Is explant surgery dangerous?
No. No it is not.
I wish I could end this article there. I should be able to. I consider the risk of explant surgery to be very (very) low. Not zero, but low.
However, I am sure that patients are just as aware as I am that there are women out there who do experience complications after explant surgery which can pose a health risk. If I am honest, I hear about these things happening in the hospitals I operate at: patients who have to be taken back for surgery at night after operations becuase of bleeding or whatever.
So this will be a quick article to explain what those serious risks are, and how I avoid them for my patients.
Seroma / fluid collection
I can probably best discuss seroma risk by referring back to a previous article I have written about surgical drains, and why I don't use them.
The brief version of seroma (if you don't want to read that longer article) and why it occurs is this: whenever we do an explant procedure, the result is something like making a whole lot of separate breast layers that we need to stick back together to allow reliable healing and good outcomes. Fluid collections can only occur if things don't stick down. So, preventing seroma involves creating the right conditions for those layers to stick together.
The techniques I use allow me to have greater control over those separate layers, so they don't come apart once we put things back together. The consequence of that is that we don't see fluid collections for our patients, and we don't need drains to achieve that outcome. Yay.
For other surgeons who do use drains however, they are relying on those drains to stick things back down. That is an unreliable process, and it leaves patients vulnerable to developing fluid collections after the drains are removed.
Haematoma / bleeding
Bleeding is the most common reason that patients return to the operating theatre in the short term after breast surgery. Bleeding is an avoidable risk in my experience. We can control it.
Maybe I have been lucky because I have never had an explant patient bleed after surgery. Maybe it isn't luck, maybe I am just careful. I dunno.
Preventing bleeding is something that requires patience and perseverance to be honest. The capsulectomy needs to be done carefully. If a surgeon is rushing, or a bit sloppy, then the risk of bleeding is going to go up. I stop and spend as long as I need to once the capsule is out, dealing with any evidence of bleeding before we close up. And I guess whatever I do works. So far, anyway.
Infection
Infection (in my opinion) generally starts as a fluid collection. I do believe that for many patients a fluid collection is the root cause of most evils after capsulectomy. So controlling the risk of seroma also controls the risk of infection.
We do routinely use preventative antibiotics. I know that there are quite a few ladies who prefer not to take antibiotics if they don't need them. The use of antibiotics doesn't have a strong evidence base (there are conflicting reports in the literature, with some studies showing no difference and other studies showing a benefit) however my experience (like that of other surgeons I suspect) is that antibiotics are a simple, low risk intervention that seem to also decrease the risk of things like suture granulomas (stitch spitting), which can also be reasons for wound healing delay.
Put it in these terms: if you developed an infection after surgery, and you hadn't been given antibiotics, would you be thinking "gee, why didn't my surgeon given me antibiotics to reduce my risk of infection"? Maybe.
Wound healing problems
Wound healing delay exists on a bit of a spectrum, from the minor (a few scabs or raw areas that take an extra week or two to resolve) to the more significant (wounds that separate and require dressings, or even surgery). Whilst uncommon, wound delays do happen. I have had a couple of ladies over the years with fairly minor wound issues and we normally can get them across the line with dressings and a bit of TLC. Wound delays also increase the risk of scars that need revising down the track.
There is discussion in the literature of things like necrosis of the nipple or breast skin associated with capsulectomy. I think that is absolute rubbish personally.
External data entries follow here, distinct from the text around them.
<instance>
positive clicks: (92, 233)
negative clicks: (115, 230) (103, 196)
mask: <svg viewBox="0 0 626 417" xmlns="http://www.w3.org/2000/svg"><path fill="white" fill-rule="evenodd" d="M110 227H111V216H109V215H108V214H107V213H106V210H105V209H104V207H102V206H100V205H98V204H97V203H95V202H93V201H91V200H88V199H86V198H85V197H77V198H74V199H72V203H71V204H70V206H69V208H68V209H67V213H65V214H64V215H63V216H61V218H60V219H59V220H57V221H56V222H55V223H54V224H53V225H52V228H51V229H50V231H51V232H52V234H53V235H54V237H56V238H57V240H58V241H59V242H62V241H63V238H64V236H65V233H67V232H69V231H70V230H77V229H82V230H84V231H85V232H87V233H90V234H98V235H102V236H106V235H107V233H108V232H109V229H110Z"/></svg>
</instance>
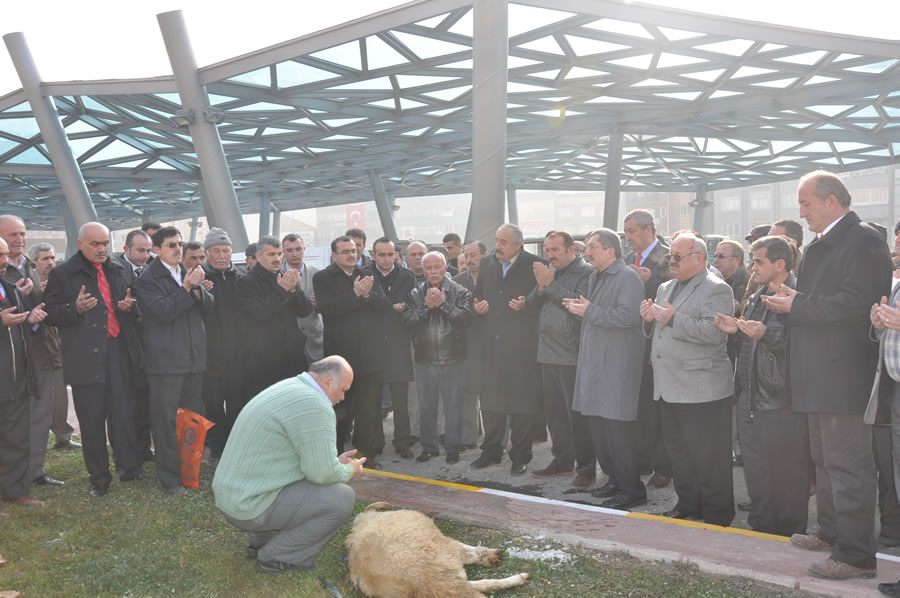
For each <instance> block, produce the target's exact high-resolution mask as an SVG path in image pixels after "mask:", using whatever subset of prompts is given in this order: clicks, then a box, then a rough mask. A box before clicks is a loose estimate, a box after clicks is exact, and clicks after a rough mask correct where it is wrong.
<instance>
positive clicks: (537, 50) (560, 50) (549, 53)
mask: <svg viewBox="0 0 900 598" xmlns="http://www.w3.org/2000/svg"><path fill="white" fill-rule="evenodd" d="M519 47H520V48H525V49H526V50H534V51H535V52H543V53H545V54H559V55H560V56H565V52H563V49H562V48H560V47H559V44H558V43H556V40H555V39H554V38H553V36H552V35H548V36H547V37H542V38H540V39H536V40H534V41H531V42H528V43H527V44H521V45H520V46H519Z"/></svg>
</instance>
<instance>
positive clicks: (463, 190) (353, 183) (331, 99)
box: [0, 0, 900, 229]
mask: <svg viewBox="0 0 900 598" xmlns="http://www.w3.org/2000/svg"><path fill="white" fill-rule="evenodd" d="M472 30H473V9H472V2H471V0H421V1H419V2H413V3H411V4H407V5H404V6H401V7H398V8H396V9H393V10H389V11H384V12H381V13H378V14H376V15H372V16H370V17H367V18H364V19H360V20H357V21H353V22H350V23H347V24H345V25H342V26H339V27H335V28H331V29H328V30H325V31H322V32H319V33H315V34H312V35H308V36H304V37H301V38H298V39H295V40H292V41H288V42H285V43H282V44H278V45H275V46H272V47H270V48H266V49H263V50H259V51H257V52H254V53H251V54H247V55H244V56H240V57H237V58H234V59H232V60H228V61H225V62H221V63H218V64H213V65H210V66H207V67H203V68H201V69H200V78H201V82H202V83H203V84H204V85H205V86H206V89H207V91H208V93H209V96H210V104H211V109H210V110H209V111H207V113H206V114H203V115H198V116H197V117H198V118H209V119H213V120H214V121H216V122H218V124H217V127H218V130H219V135H220V137H221V139H222V144H223V147H224V150H225V153H226V156H227V160H228V165H229V168H230V171H231V175H232V179H233V181H234V184H235V188H236V191H237V195H238V200H239V202H240V204H241V210H242V212H245V213H255V212H258V211H259V205H260V198H261V197H262V196H263V194H267V195H268V197H269V200H270V201H271V204H272V205H273V206H276V207H278V208H279V209H281V210H293V209H299V208H304V207H315V206H322V205H332V204H339V203H346V202H356V201H366V200H370V199H372V194H371V189H370V182H369V173H370V172H374V173H376V174H377V175H379V176H380V177H381V179H382V180H383V182H384V185H385V190H386V191H387V193H388V194H389V195H391V196H394V197H406V196H427V195H435V194H449V193H468V192H470V191H471V182H472V161H471V157H472V156H471V144H472V124H471V123H472V94H473V90H472V44H473V40H472ZM898 63H900V43H898V42H896V41H887V40H876V39H867V38H861V37H851V36H842V35H834V34H824V33H819V32H814V31H807V30H802V29H795V28H788V27H781V26H773V25H764V24H760V23H753V22H748V21H738V20H734V19H727V18H722V17H712V16H706V15H700V14H696V13H686V12H683V11H675V10H670V9H664V8H657V7H650V6H646V5H639V4H633V3H628V4H625V3H621V2H616V1H613V0H553V2H550V1H549V0H544V1H539V0H517V1H516V2H510V4H509V62H508V85H507V151H508V157H507V171H506V176H507V181H508V184H509V185H511V186H514V187H516V188H519V189H555V190H588V191H589V190H596V191H602V190H603V189H604V188H605V184H606V176H607V173H606V164H607V144H608V141H609V136H610V135H611V134H614V133H617V134H623V135H624V149H623V154H622V169H621V185H622V191H624V192H627V191H696V190H697V189H698V188H699V187H700V186H701V185H702V186H704V188H705V189H707V190H716V189H724V188H730V187H737V186H744V185H753V184H760V183H766V182H772V181H778V180H788V179H794V178H797V177H798V176H800V175H802V174H803V173H805V172H808V171H810V170H814V169H816V168H827V169H830V170H835V171H846V170H854V169H861V168H872V167H877V166H883V165H886V164H891V163H895V162H897V161H898V160H897V155H898V153H900V132H898V130H897V129H896V127H898V126H900V66H898ZM41 91H42V93H43V94H44V95H46V96H51V97H52V98H53V101H54V102H55V106H56V108H57V111H58V112H59V115H60V118H61V120H62V123H63V126H64V127H65V130H66V134H67V136H68V139H69V144H70V146H71V148H72V151H73V153H74V155H75V157H76V159H77V161H78V163H79V165H80V167H81V169H82V173H83V175H84V178H85V180H86V182H87V185H88V190H89V191H90V193H91V197H92V199H93V201H94V204H95V206H96V209H97V212H98V215H99V217H100V218H101V219H103V220H104V221H108V222H111V223H113V224H119V225H121V227H126V226H131V225H134V224H136V223H137V222H139V221H140V220H141V218H142V216H143V215H144V214H145V213H146V214H152V217H153V219H159V220H165V219H169V218H185V217H190V216H194V215H202V214H203V204H202V202H201V201H200V188H199V187H200V185H199V183H200V168H199V165H198V161H197V157H196V154H195V153H194V148H193V144H192V141H191V137H190V135H189V133H188V129H187V127H178V126H177V125H175V124H174V123H173V122H172V120H171V118H172V117H173V116H174V115H175V112H176V111H177V110H179V109H180V108H181V102H180V99H179V96H178V93H177V90H176V88H175V83H174V79H173V78H172V77H159V78H152V79H132V80H105V81H74V82H63V83H44V84H43V85H42V88H41ZM61 193H62V191H61V188H60V185H59V181H58V180H57V177H56V174H55V172H54V170H53V167H52V165H51V164H50V160H49V154H48V152H47V150H46V148H45V147H44V146H43V140H42V138H41V135H40V131H39V130H38V126H37V123H36V121H35V119H34V118H33V116H32V114H31V111H30V106H29V104H28V102H27V100H26V99H25V95H24V92H23V91H22V90H19V91H17V92H13V93H11V94H8V95H6V96H4V97H2V98H0V202H2V211H3V212H9V213H15V214H17V215H19V216H21V217H23V218H25V219H27V220H28V222H29V224H30V225H31V226H40V227H47V228H52V229H62V228H63V224H62V219H61V216H60V207H59V200H58V198H59V197H60V196H61Z"/></svg>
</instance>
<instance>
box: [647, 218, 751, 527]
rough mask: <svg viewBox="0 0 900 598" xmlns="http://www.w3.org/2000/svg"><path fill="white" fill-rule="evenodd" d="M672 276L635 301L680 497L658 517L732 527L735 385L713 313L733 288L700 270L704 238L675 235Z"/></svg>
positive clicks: (691, 235)
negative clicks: (691, 519)
mask: <svg viewBox="0 0 900 598" xmlns="http://www.w3.org/2000/svg"><path fill="white" fill-rule="evenodd" d="M667 257H668V258H669V270H670V271H671V272H672V276H673V277H674V278H673V280H669V281H667V282H664V283H663V284H661V285H660V286H659V290H658V292H657V295H656V300H655V301H654V300H653V299H646V300H644V301H643V302H642V303H641V310H640V311H641V316H642V317H643V318H644V336H645V337H646V338H650V339H652V340H653V349H652V353H651V356H650V359H651V364H652V365H653V382H654V384H653V392H654V397H653V398H654V400H656V401H659V404H660V412H661V415H662V433H663V441H664V442H665V444H666V450H667V451H668V453H669V458H670V460H671V463H672V473H673V475H674V485H675V493H676V494H677V495H678V502H677V504H676V505H675V507H674V508H672V509H671V510H669V511H666V512H665V513H663V514H662V515H663V516H664V517H673V518H675V519H687V518H695V519H702V520H704V521H706V522H707V523H712V524H715V525H726V526H727V525H730V524H731V520H732V519H734V487H733V481H732V464H731V407H732V395H733V394H734V385H733V383H732V376H733V372H732V368H731V362H730V361H729V359H728V353H727V351H726V346H725V343H726V338H727V335H726V334H725V333H724V332H722V331H721V330H719V329H718V328H716V326H715V323H714V322H715V317H716V314H717V313H725V314H729V313H734V295H733V294H732V292H731V287H730V286H728V284H727V283H725V281H723V280H721V279H719V278H718V277H717V276H715V275H714V274H712V273H711V272H710V271H709V270H708V269H707V268H706V243H705V242H704V241H703V240H702V239H699V238H697V237H696V236H694V235H693V234H682V235H679V236H678V237H677V238H676V239H675V240H674V241H673V242H672V249H671V251H670V253H669V254H668V256H667Z"/></svg>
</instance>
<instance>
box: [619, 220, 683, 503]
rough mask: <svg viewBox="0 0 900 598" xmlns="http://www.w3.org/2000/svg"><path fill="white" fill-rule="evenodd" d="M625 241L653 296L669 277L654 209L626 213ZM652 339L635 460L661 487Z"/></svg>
mask: <svg viewBox="0 0 900 598" xmlns="http://www.w3.org/2000/svg"><path fill="white" fill-rule="evenodd" d="M624 227H625V243H626V244H628V245H629V246H630V247H631V253H629V254H628V255H626V256H625V257H624V260H625V265H626V266H630V267H631V268H633V269H634V271H635V272H637V274H638V276H640V277H641V281H643V283H644V298H645V299H656V291H657V290H659V285H661V284H662V283H664V282H665V281H667V280H669V279H670V278H672V273H671V272H670V271H669V262H668V260H667V259H666V254H667V253H668V252H669V246H668V245H666V244H664V243H663V242H662V241H660V240H659V239H658V238H657V237H656V225H655V224H654V222H653V213H652V212H650V211H649V210H643V209H637V210H632V211H631V212H629V213H628V214H626V215H625V224H624ZM651 345H652V342H651V341H649V340H648V341H647V343H646V344H645V345H644V373H643V374H642V375H641V390H640V394H639V395H638V419H637V450H638V464H639V465H640V467H641V469H642V470H653V476H651V478H650V480H648V482H647V484H648V485H650V486H653V487H655V488H663V487H665V486H667V485H668V484H669V482H671V481H672V465H671V464H670V463H669V455H668V453H667V452H666V446H665V444H664V443H663V440H662V423H661V422H662V420H661V419H660V415H659V403H657V402H656V401H654V400H653V369H652V368H651V367H650V347H651Z"/></svg>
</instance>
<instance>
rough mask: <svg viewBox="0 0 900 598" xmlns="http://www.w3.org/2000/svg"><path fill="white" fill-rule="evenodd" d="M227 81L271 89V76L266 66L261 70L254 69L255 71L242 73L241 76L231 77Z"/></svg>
mask: <svg viewBox="0 0 900 598" xmlns="http://www.w3.org/2000/svg"><path fill="white" fill-rule="evenodd" d="M229 81H235V82H237V83H247V84H248V85H258V86H260V87H271V86H272V75H271V72H270V70H269V67H267V66H266V67H263V68H261V69H256V70H255V71H250V72H249V73H243V74H241V75H236V76H234V77H231V78H230V79H229Z"/></svg>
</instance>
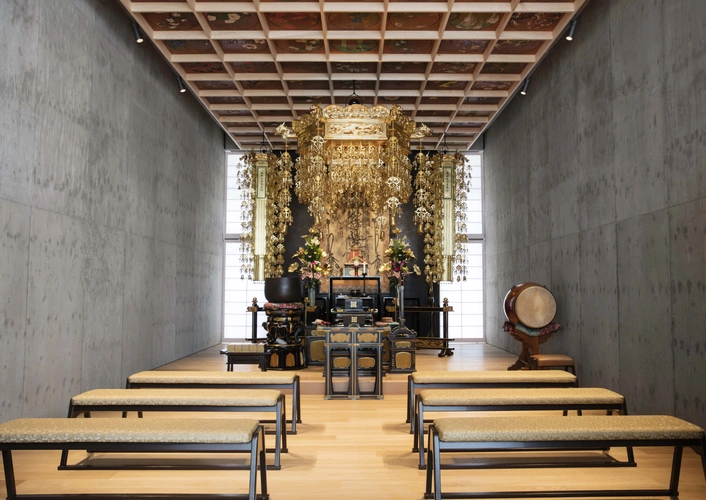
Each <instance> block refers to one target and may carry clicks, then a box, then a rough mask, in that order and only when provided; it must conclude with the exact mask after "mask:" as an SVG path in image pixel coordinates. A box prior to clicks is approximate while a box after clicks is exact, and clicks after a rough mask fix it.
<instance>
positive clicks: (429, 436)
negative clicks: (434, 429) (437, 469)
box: [424, 431, 436, 499]
mask: <svg viewBox="0 0 706 500" xmlns="http://www.w3.org/2000/svg"><path fill="white" fill-rule="evenodd" d="M427 450H428V454H429V457H428V458H429V467H427V481H426V489H425V491H424V498H426V499H431V498H434V494H433V493H432V480H433V477H432V474H433V469H436V465H435V464H436V462H435V461H434V456H433V455H432V453H431V431H429V445H428V446H427Z"/></svg>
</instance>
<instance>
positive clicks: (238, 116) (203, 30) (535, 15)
mask: <svg viewBox="0 0 706 500" xmlns="http://www.w3.org/2000/svg"><path fill="white" fill-rule="evenodd" d="M588 1H589V0H447V1H444V0H411V1H410V0H386V1H381V0H356V1H355V2H353V1H351V0H327V1H319V2H315V1H313V2H312V1H306V2H298V1H292V0H250V1H248V0H239V1H234V0H120V2H121V3H122V5H123V6H124V7H125V9H126V10H127V12H128V13H129V15H130V16H131V17H132V18H133V19H134V21H136V23H137V24H138V25H139V27H140V29H141V30H142V31H143V32H144V33H145V34H146V35H147V37H148V38H149V39H151V41H152V43H153V44H154V45H155V47H156V48H157V49H158V50H159V51H160V52H161V53H162V55H163V56H164V58H165V59H167V61H169V62H170V64H171V65H172V66H173V68H174V70H175V71H176V72H177V73H178V74H179V76H180V77H181V78H182V79H183V80H184V82H185V84H186V86H187V87H189V88H190V90H191V91H192V93H193V94H194V95H195V96H196V97H197V98H199V99H200V100H201V101H202V103H203V104H204V106H205V107H206V108H207V109H208V110H209V112H210V113H211V114H212V116H213V117H214V119H216V120H218V121H219V122H220V123H221V124H222V126H223V128H224V130H225V131H226V132H227V133H229V134H230V135H231V138H233V140H234V141H235V142H236V144H237V145H238V147H240V148H243V149H250V148H252V147H260V145H261V141H262V133H263V132H264V134H265V140H266V141H267V142H268V143H269V144H270V145H271V146H272V147H275V148H278V147H281V144H282V142H283V140H282V139H281V138H280V137H278V136H276V135H275V134H274V129H275V128H276V125H279V124H280V123H281V120H284V121H289V122H291V120H292V119H293V118H298V117H301V116H302V115H303V114H305V113H307V112H308V111H309V109H310V107H311V105H312V104H319V105H321V106H326V105H329V104H334V103H335V104H341V105H345V104H347V102H348V99H349V96H350V95H351V94H352V93H353V91H354V90H355V92H356V94H357V95H358V96H359V97H360V99H361V100H362V102H363V104H365V105H367V106H372V105H378V104H382V105H386V106H391V105H393V104H398V105H401V106H403V109H404V110H405V112H406V113H407V114H409V115H410V116H412V117H414V119H415V120H416V121H418V122H421V121H423V122H424V123H426V124H427V125H429V126H430V128H431V129H432V131H433V134H434V135H433V136H432V137H430V138H428V139H427V142H429V143H436V144H437V145H438V144H439V143H440V142H441V141H442V137H443V135H444V133H446V134H447V135H448V141H449V144H453V145H454V147H457V148H460V149H465V148H468V147H470V146H471V145H472V144H473V142H474V141H475V140H476V139H477V138H478V137H479V136H480V134H481V133H482V132H483V130H485V129H486V128H487V127H488V126H490V124H491V123H492V121H493V119H494V118H495V117H496V116H497V115H498V113H500V112H501V111H502V109H503V108H504V107H505V105H506V104H507V103H508V102H509V100H510V99H511V98H512V97H513V96H514V95H515V94H516V93H517V92H518V90H519V87H520V86H521V85H522V84H523V81H524V80H525V79H526V78H527V77H528V76H529V75H530V74H531V73H532V71H533V70H534V68H535V66H536V65H537V64H539V62H540V61H541V60H542V58H543V57H544V56H545V55H546V53H547V51H549V50H550V49H551V47H552V46H553V45H554V44H555V43H559V40H560V39H561V38H562V37H563V34H564V32H565V31H566V29H567V26H568V24H569V22H570V21H571V20H572V19H574V18H576V16H577V15H578V13H579V12H580V10H581V9H582V8H583V7H584V6H585V4H586V3H588ZM167 10H173V11H167ZM561 43H568V42H561ZM175 91H176V90H175ZM258 130H259V132H258Z"/></svg>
There is a small risk of compromised blood supply to the nipple, but with good technique it should be avoidable. I think it is fair to say however that there is a slightly higher risk for those ladies who had a previous mastopexy when they got their breast implants, and who need a second mastopexy at the time the implants are removed. It is a manageable risk, but it is something I discuss during consent.
Pneumothorax
A pneumothorax is a collapsed lung. The Americans love to suggest that this is a risk of capsulectomy. I love to suggest that they're idiots.
The only way for a surgeon to cause a collapsed lung is by somehow managing to open up the chest cavity during an explant. That would involve them diving down between ribs, cutting through a few layers of muscle and membrane, and not realising what they were doing. If a surgeon did that, it would be....surprising, to say the least.
Fortunately, some sanity has come to the fore with a few studies effectively debunking pneumothorax as a risk of explant surgery. What a relief. I hope I can remove this point from my consent forms in the near future.
So those are the main issues that can pose a health risk to patients after explant. These are the things that might lead people to conclude that explant surgery or capsulectomy are dangerous operations if they happened regularly.
In my hands, complications are very rare. But one thing I emphasise regularly to my patients is the fact that some complications, particularly fluid collections/infection, are very much dependent on the patient. If you do too much, if you are too active during your recovery phase, your risk will go up. So don't do that. Be sensible, do the right thing, get a great outcome. Easy.